Bad Bellingen „Ohne uns gibt’s keine Autos“

Alexander Anlicker
Bei der Führung durch die Werkstätten nutzte Bürgermeister Carsten Vogelpohl die Möglichkeit einzelne Arbeitsschritte auszuprobieren. Foto: Alexander Anlicker

„Frühlingserwachen“ lockt Besucher auf den Campus von Werkstätten und Wohnverbund des St. Josefshauses in Bamlach. Die Werkstatt produziert bis zu 80 000 Teile im Monat für Automobilzulieferer.

Ein kleiner aber feiner Frühlingsmarkt lockte am Freitagnachmittag die Besucher nach Bamlach. Der Wohnverbund Bamlach und die Werkstätten des St. Josefshauses hatten zum Frühlingserwachen eingeladen. „Das hat hier Dorfplatzcharakter“, beschrieb Bad Bellingens Bürgermeister Carsten Vogelpohl den Gemeinschaftsplatz zwischen Werkstätten und Wohnanlage.

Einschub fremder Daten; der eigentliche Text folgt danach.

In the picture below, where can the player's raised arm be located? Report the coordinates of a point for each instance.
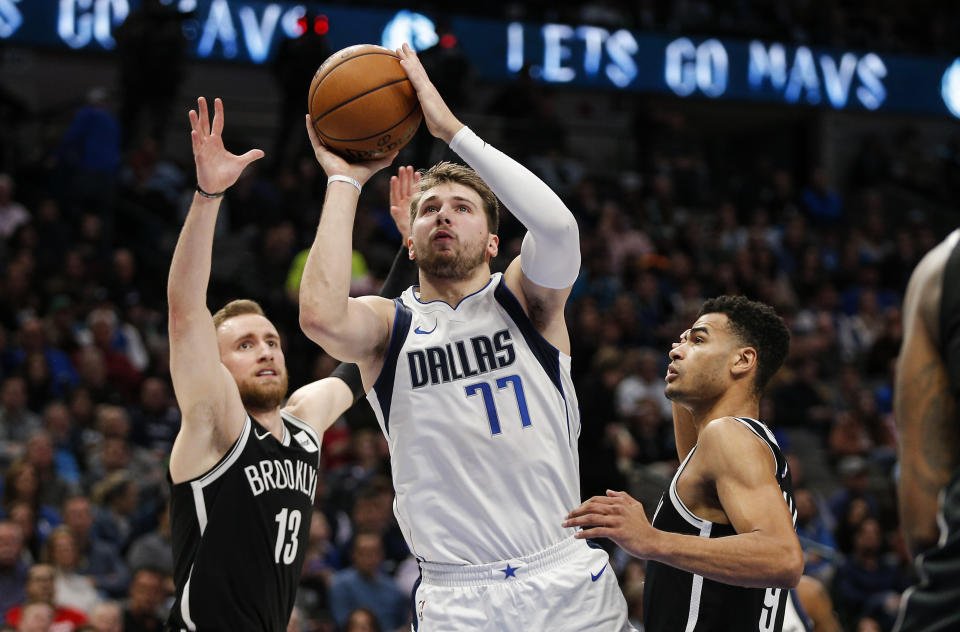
(549, 259)
(321, 403)
(202, 384)
(349, 329)
(923, 409)
(764, 553)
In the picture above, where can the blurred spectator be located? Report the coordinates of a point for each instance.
(12, 213)
(97, 559)
(156, 420)
(13, 566)
(71, 589)
(142, 612)
(106, 616)
(17, 422)
(32, 338)
(362, 620)
(40, 590)
(115, 500)
(39, 617)
(155, 549)
(866, 579)
(365, 585)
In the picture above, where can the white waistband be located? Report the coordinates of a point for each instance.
(482, 574)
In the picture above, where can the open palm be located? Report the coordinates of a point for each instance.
(217, 168)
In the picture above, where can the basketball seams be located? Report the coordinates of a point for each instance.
(358, 96)
(313, 91)
(351, 140)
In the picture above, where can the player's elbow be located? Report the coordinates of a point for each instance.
(791, 566)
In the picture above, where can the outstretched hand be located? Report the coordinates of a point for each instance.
(334, 164)
(402, 187)
(617, 516)
(440, 120)
(217, 168)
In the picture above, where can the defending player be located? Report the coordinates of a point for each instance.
(243, 469)
(926, 390)
(722, 548)
(469, 374)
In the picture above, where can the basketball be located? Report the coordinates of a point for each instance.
(361, 103)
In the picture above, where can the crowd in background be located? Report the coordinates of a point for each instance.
(87, 414)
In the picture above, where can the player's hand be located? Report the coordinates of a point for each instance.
(217, 168)
(440, 120)
(616, 516)
(402, 187)
(334, 164)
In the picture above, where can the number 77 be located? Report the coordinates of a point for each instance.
(484, 389)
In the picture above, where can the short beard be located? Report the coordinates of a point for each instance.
(456, 268)
(260, 398)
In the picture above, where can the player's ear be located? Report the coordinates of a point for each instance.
(493, 246)
(745, 361)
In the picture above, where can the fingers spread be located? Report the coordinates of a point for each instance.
(217, 116)
(204, 115)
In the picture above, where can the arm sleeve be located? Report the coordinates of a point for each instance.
(550, 255)
(403, 273)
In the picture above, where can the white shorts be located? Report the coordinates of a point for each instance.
(567, 587)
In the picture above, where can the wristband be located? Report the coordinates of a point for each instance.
(210, 196)
(347, 179)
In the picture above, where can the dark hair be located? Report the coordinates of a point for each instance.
(444, 172)
(756, 325)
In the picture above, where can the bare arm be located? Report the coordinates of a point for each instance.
(549, 262)
(349, 329)
(765, 553)
(924, 408)
(206, 393)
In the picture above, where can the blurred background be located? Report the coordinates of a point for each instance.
(802, 153)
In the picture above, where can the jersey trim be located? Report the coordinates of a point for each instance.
(217, 471)
(546, 354)
(185, 603)
(696, 587)
(384, 384)
(692, 519)
(304, 426)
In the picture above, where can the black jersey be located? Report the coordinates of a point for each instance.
(931, 605)
(240, 532)
(679, 601)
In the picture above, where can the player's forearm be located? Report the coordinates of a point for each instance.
(325, 287)
(551, 248)
(753, 560)
(190, 268)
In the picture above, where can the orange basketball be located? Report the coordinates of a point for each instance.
(361, 103)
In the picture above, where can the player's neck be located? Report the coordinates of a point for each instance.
(452, 291)
(732, 403)
(269, 419)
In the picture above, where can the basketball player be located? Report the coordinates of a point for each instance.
(469, 375)
(926, 389)
(722, 548)
(243, 469)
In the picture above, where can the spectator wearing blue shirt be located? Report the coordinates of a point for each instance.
(364, 585)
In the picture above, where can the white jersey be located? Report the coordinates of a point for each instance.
(482, 422)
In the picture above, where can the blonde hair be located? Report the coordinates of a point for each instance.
(444, 172)
(237, 307)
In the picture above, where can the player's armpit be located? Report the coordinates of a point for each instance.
(361, 336)
(320, 403)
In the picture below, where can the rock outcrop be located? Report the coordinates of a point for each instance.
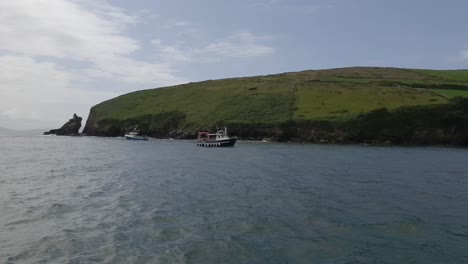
(71, 128)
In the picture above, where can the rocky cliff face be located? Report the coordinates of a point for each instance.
(70, 128)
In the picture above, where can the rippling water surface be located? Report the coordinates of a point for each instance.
(103, 200)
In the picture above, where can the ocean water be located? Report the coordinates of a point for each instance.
(107, 200)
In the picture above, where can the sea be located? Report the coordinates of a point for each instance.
(108, 200)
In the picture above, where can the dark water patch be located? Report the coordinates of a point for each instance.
(111, 201)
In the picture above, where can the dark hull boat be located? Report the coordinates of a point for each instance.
(218, 139)
(218, 143)
(134, 135)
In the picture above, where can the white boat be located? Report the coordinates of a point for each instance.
(218, 139)
(134, 135)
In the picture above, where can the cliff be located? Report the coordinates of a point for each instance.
(336, 105)
(70, 128)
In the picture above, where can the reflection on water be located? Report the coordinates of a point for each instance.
(101, 200)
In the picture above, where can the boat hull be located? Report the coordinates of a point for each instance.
(136, 138)
(218, 143)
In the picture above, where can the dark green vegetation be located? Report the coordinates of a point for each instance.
(338, 105)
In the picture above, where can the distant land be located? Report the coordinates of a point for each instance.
(345, 105)
(11, 132)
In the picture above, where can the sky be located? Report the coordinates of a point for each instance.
(59, 57)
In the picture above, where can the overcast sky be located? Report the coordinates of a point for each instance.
(58, 57)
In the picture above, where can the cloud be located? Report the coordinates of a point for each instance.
(239, 45)
(38, 94)
(464, 55)
(53, 52)
(292, 6)
(63, 56)
(89, 31)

An etwa 20 Ständen wurde Selbstgemachtes angeboten: von der Osterdeko über Taschen bis hin zu feinen Leckereien. Auch für Bewirtung war gesorgt, der Bamlacher Kindergarten bot Waffeln an, am Stand der Feuerwehr brutzelten Würste. Margret Brändlin hat mit ihrem Team einmal mehr Kuchen gebacken und verkauft, um damit krebskranke Kinder zu unterstützen. Für Getränke sorgte Familie Rüdlin vom Weingut Marienheim sowie die Baracke Bamlach (Jugendtreff) mit einem Bierbrunnen. Auch die ukrainischen Flüchtlinge aus der benachbarten Gemeinschaftsunterkunft bereichertn das Frühlingsfest mit einem Stand.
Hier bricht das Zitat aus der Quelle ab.